Au Mali, nous nous sommes d’abord concentrés sur les soins palliatifs car il était urgent de prendre en charge toutes ces femmes qui se présentaient à l’hôpital du Point G à Bamako, avec des cancers à des stades très avancés. Nous avons donc travaillé sur la prise en charge de la douleur et des plaies tumorales, ces plaies extrêmement douloureuses et socialement excluantes car visibles et souvent malodorantes. Puis nous nous sommes investis dans le dépistage et le diagnostic précoce. D’abord, en organisant avec des associations des campagnes de communication (octobre rose) afin de sensibiliser, puis en renforçant les services de dépistages gratuits dans un nombre important de centres de santé de Bamako.

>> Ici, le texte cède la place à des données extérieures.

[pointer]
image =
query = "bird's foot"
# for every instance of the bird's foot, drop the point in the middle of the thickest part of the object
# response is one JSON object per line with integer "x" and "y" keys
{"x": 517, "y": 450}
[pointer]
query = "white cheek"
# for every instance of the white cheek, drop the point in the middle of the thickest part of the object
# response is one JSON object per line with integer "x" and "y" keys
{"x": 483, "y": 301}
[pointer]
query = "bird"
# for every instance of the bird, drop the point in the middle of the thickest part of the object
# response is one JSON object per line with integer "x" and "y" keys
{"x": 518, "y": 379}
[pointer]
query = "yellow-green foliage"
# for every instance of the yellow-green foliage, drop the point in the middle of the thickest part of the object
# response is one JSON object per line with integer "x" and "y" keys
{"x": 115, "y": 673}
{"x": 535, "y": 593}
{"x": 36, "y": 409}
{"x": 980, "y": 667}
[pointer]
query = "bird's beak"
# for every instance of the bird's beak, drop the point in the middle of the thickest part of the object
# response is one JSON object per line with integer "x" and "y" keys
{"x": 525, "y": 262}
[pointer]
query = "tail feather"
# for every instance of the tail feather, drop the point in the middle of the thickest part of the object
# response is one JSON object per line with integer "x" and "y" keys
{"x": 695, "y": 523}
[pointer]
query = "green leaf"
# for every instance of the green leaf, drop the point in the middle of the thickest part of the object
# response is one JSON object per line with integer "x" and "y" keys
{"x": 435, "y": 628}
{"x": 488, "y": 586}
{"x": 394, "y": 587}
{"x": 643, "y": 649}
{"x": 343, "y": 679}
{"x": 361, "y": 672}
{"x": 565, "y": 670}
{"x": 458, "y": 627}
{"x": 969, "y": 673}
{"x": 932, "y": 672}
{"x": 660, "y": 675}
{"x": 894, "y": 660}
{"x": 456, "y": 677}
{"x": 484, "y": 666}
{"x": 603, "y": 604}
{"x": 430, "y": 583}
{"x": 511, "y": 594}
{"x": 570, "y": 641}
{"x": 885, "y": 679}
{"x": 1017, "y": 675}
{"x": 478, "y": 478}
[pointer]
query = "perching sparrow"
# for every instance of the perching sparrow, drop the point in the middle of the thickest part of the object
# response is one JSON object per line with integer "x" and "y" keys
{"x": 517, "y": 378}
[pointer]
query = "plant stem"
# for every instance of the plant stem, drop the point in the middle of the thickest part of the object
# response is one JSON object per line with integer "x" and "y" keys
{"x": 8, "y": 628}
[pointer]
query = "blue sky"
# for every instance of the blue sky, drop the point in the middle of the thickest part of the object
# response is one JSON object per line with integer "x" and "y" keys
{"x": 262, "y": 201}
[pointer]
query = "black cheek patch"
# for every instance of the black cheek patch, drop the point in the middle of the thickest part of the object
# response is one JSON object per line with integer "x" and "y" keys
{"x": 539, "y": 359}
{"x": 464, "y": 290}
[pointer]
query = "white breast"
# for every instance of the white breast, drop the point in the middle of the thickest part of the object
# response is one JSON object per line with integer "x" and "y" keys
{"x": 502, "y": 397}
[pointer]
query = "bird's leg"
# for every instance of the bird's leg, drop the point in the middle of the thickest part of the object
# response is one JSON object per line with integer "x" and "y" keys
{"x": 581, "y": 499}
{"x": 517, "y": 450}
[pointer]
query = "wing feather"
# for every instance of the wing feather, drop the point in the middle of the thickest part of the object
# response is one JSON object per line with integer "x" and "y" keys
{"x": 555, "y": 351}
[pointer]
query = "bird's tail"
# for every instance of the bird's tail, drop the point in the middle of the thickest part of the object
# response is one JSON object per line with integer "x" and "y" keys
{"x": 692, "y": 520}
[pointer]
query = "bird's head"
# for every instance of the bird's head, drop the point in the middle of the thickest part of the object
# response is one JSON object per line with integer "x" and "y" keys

En travaillant sur la disponibilité et la qualité des services de diagnostic, en réhabilitant le laboratoire d’anatomo-pathologie de l’hôpital du Point G, nous contribuons à détecter plus tôt un cancer du sein ou du col de l’utérus et ainsi à augmenter les chances de guérison.

La prise en charge se fait ensuite de manière pluridisciplinaire, dans les services de chirurgie des hôpitaux du ministère de la Santé, dans le service de chimiothérapie, que nous soutenons notamment dans l’approvisionnement en médicaments anticancéreux et dans l’administration et le suivi de ceux-ci. Le service de radiothérapie reste un axe d’amélioration important au Mali. Dans les deux projets, nous nous efforçons de garder une approche centrée sur la patiente tout au long du parcours thérapeutique. Les femmes que nous accueillons témoignent d’un parcours difficile, souvent stigmatisées à l’annonce de la maladie, parfois avec une perte de soutien de l’entourage familial, et / ou une perte d‘autonomie physique et financière. C’est pourquoi nous portons une attention particulière au support psychosocial et holistique : également en collaboration avec des associations de patientes, ou une collaboration avec des organismes de soutien financiers pour atténuer les effets de fardeau financier du cancer. 

Quelles sont aujourd’hui les pistes d’amélioration pour MSF dans ces deux projets ? 

De toute évidence, le dépistage précoce de ces cancers est essentiel ainsi que l’accès à des traitements de qualité, si l’on veut réduire la mortalité. La documentation et la recherche sont essentiels pour faire évoluer nos pratiques et définir les modèles de soins les plus adéquats. 

Au Malawi par exemple, nous participons à une initiative en collaboration avec le National Cancer Insitute, la Fondation MSF et Epicentre pour participer à l’amélioration de pratiques de dépistage du cancer du col de l’utérus plus performantes, combinant la mise à disposition de tests HPV à moindre coût, l’apport de l’intelligence artificielle pour catégoriser les femmes avec un haut risque de développer des lésions précancéreuses et pouvoir les traiter le plus rapidement.